Define some functions for visualization

[8]:

def load_raster(path, crop=None):
    with rasterio.open(path) as src:
        img = src.read()
        print('img.shape: ',img.shape)

        # load first 6 bands
        img = img[:6]

        # Handling No Data Values
        img = np.where(img == NO_DATA, NO_DATA_FLOAT, img)

        # Cropping
        if crop:
            img = img[:, -crop[0]:, -crop[1]:]
    return img

def enhance_raster_for_visualization(raster, ref_img=None):
    if ref_img is None:
        ref_img = raster
    channels = []

    # Loop through each channel (band) in the raster
    for channel in range(raster.shape[0]):
        valid_mask = np.ones_like(ref_img[channel], dtype=bool)
        valid_mask[ref_img[channel] == NO_DATA_FLOAT] = False
        mins, maxs = np.percentile(ref_img[channel][valid_mask], PERCENTILES) # Calculate the minimum and maximum values at specified percentiles from the valid data
        normalized_raster = (raster[channel] - mins) / (maxs - mins) # Normalize the raster channel to the range [0, 1] using the calculated mins and maxs
        normalized_raster[~valid_mask] = 0 # Set the pixels that are not valid to 0 in the normalized raster
        clipped = np.clip(normalized_raster, 0, 1) # Clip the values to ensure they are within the range [0, 1]
        channels.append(clipped)
    clipped = np.stack(channels)
    channels_last = np.moveaxis(clipped, 0, -1)[..., :3]
    rgb = channels_last[..., ::-1]
    return rgb

[9]:

def plot_image_mask_reconstruction(normalized, mask_img, pred_img):
    # Mix visible and predicted patches
    rec_img = normalized.clone()
    rec_img[mask_img == 1] = pred_img[mask_img == 1]  # binary mask: 0 is keep, 1 is remove. Masked regions are replaced by 'pred' values

    mask_img_np = mask_img.numpy().reshape(6, 224, 224).transpose((1, 2, 0))[..., :3]
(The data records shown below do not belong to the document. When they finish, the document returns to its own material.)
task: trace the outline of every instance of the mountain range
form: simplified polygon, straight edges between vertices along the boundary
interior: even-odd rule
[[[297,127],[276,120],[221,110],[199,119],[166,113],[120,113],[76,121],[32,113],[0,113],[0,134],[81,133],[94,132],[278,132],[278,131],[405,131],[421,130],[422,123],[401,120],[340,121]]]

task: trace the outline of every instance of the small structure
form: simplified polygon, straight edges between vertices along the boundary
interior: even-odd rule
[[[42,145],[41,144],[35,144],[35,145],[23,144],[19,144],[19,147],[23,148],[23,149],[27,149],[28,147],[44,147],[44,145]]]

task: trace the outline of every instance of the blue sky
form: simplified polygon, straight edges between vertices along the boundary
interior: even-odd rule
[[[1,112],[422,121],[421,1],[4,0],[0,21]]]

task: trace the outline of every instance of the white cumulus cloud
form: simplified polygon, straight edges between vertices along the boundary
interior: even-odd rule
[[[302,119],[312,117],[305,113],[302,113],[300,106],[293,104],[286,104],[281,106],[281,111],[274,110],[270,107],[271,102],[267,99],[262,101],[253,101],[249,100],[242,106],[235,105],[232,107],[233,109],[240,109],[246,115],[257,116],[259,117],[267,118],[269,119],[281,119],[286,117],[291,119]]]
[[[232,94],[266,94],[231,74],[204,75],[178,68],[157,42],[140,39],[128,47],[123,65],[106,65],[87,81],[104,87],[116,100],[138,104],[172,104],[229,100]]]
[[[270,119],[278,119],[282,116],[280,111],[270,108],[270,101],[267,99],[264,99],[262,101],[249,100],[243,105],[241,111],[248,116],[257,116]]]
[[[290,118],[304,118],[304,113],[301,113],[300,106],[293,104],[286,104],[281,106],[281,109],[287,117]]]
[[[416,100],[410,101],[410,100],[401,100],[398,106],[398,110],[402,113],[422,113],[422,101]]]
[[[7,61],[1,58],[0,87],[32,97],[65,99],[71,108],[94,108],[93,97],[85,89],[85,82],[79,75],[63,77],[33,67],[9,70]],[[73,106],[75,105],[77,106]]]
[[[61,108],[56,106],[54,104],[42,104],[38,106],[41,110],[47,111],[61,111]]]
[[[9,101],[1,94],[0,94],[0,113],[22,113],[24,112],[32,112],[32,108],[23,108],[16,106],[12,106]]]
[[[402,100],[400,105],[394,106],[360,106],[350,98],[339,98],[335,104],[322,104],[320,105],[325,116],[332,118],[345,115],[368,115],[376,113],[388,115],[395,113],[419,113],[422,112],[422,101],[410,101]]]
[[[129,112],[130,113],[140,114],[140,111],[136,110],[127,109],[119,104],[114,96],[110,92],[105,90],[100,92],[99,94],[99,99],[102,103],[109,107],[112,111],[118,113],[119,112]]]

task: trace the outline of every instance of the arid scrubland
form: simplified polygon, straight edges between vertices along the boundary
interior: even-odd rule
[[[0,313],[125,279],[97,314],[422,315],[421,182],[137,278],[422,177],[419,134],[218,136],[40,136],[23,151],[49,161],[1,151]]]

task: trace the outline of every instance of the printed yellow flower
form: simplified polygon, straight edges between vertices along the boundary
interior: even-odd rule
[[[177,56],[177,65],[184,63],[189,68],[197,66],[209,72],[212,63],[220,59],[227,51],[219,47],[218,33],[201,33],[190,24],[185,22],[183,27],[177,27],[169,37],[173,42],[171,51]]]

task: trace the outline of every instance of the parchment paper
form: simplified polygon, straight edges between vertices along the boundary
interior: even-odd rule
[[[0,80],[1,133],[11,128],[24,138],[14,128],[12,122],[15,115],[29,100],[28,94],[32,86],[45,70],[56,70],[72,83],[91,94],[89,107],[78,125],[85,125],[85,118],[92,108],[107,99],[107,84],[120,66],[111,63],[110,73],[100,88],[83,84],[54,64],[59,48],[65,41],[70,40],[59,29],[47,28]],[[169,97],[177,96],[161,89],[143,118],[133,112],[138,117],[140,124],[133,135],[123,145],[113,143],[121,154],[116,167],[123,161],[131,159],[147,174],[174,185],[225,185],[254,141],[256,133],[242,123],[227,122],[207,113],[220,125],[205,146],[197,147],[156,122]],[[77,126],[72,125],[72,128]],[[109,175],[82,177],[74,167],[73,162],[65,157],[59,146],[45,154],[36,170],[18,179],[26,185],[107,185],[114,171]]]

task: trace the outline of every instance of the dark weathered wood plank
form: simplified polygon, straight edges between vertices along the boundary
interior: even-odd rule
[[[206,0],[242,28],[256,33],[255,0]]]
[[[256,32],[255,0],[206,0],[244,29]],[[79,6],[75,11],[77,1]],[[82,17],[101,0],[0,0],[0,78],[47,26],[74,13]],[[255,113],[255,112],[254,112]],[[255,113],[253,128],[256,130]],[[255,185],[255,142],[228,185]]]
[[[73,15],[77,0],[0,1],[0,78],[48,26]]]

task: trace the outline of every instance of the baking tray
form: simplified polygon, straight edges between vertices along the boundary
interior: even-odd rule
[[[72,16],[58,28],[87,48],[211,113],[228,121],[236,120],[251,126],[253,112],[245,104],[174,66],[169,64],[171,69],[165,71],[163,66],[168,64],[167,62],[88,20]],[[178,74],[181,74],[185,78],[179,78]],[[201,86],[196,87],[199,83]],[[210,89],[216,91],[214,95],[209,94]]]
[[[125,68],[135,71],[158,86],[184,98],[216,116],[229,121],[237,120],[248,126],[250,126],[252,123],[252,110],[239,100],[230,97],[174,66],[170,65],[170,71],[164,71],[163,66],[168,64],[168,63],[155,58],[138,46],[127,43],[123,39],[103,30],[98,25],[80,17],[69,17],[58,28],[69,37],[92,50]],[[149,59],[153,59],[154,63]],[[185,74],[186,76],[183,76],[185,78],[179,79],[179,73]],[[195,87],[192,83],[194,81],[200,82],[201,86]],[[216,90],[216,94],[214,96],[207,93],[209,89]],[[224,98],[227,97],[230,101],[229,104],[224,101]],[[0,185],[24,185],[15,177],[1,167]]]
    rec_img_np = (rec_img.numpy().reshape(6, 224, 224) * stds) + means

    fig, ax = plt.subplots(1, 3, figsize=(15, 6))

    for subplot in ax:
        subplot.axis('off')

    ax[0].imshow(enhance_raster_for_visualization(input_data))
    masked_img_np = enhance_raster_for_visualization(input_data).copy()
    masked_img_np[mask_img_np[..., 0] == 1] = 0
    ax[1].imshow(masked_img_np)
    ax[2].imshow(enhance_raster_for_visualization(rec_img_np, ref_img=input_data))

Loading the model

Assuming you have the relevant files under this directory

[10]:

# load weights
weights_path = "./prithvi/Prithvi_100M.pt"
checkpoint = torch.load(weights_path, map_location="cpu")

# read model config
model_cfg_path = "./prithvi/Prithvi_100M_config.yaml"
with open(model_cfg_path) as f:
    model_config = yaml.safe_load(f)

model_args, train_args = model_config["model_args"], model_config["train_params"]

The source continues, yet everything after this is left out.